The vaquejada race is a sport with animals which has the greatest socio-economic impact in Brazil and is responsible for generating an intense cultural and economic movement. However, this activity has been the subject of questions about well-being involving the environmental and mental comfort conditions offered to equine and cattle interactions. It is necessary to perform technical evaluations of the cattle involved on the basis of scientific study to better understand the processes of sport and, with this, promote their evolution on good welfare practices in the 21st century.
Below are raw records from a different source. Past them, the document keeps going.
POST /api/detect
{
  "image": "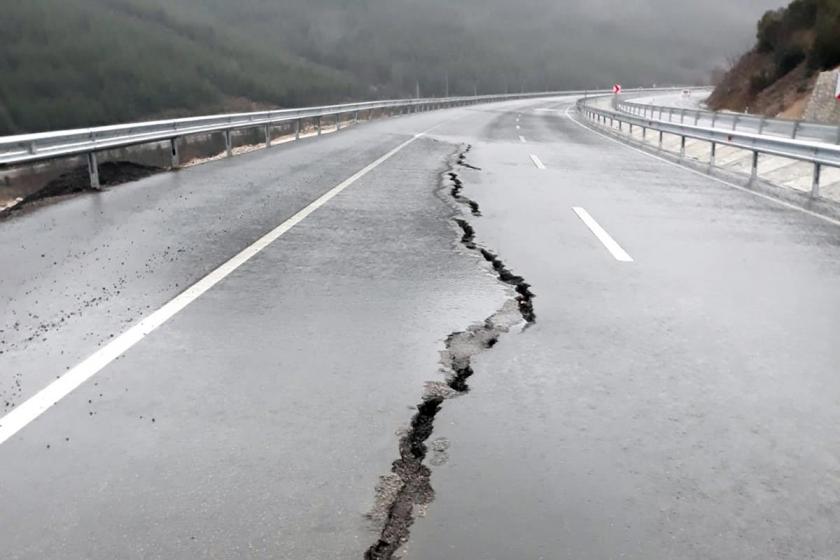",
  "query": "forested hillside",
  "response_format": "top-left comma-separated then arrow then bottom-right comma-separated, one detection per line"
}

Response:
709,0 -> 840,118
0,0 -> 773,134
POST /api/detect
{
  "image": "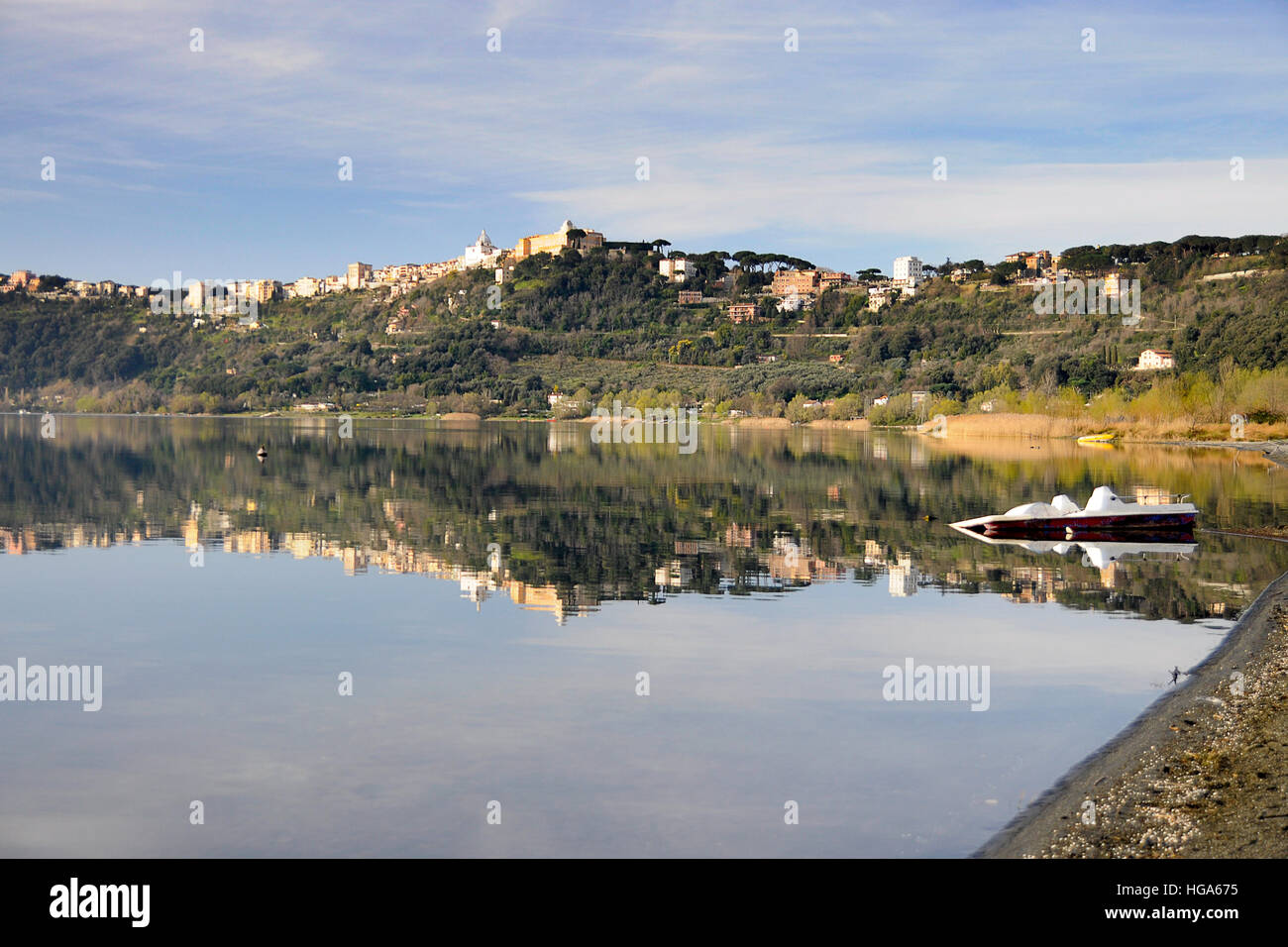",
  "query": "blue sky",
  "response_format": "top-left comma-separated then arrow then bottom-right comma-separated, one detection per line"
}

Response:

Therefore, to test the hypothesis that the use of the official rules of the vaquejada where cattle use a protective harness on the tail protects the cattle’s tail from injuries in this region that compromise health. Before, during and after races, a study was developed that aimed to perform a general and radiological clinical evaluation in the proximal coccygeal region in cattle that ran in a modern cattle stall. Forty male bovines were evaluated (average: 2 year-old and 420 kg). Oxen were subjected to clinical and radiological examination before and after racing with official rules. Results of the clinical and radiological evaluations performed by veterinarians, did not observe clinical occurrences before and after the races in the 40 cattle evaluated. The increase in heart and respiratory rates was a reflection of temporary management stressors, as the animals returned to the feeding/rumination/interaction pattern after running in the rest pen. The radiographic findings in the tail, represented by the reduction of the intervertebral space and areas of subcutaneous radiolucency, suggest technical artifacts derived from the manipulation of the tail for proper positioning to perform the tests in the condition of retention in the corral. The partial fracture found by an evaluator showed signs of calcification and was accompanied by swelling in the soft tissue but without pain in the pre-run examination. It is concluded that the modern vaquejada race, which meets the official rules, is not related to the increase in lesions in the locomotor apparatus or other evaluated tissues, including the tail.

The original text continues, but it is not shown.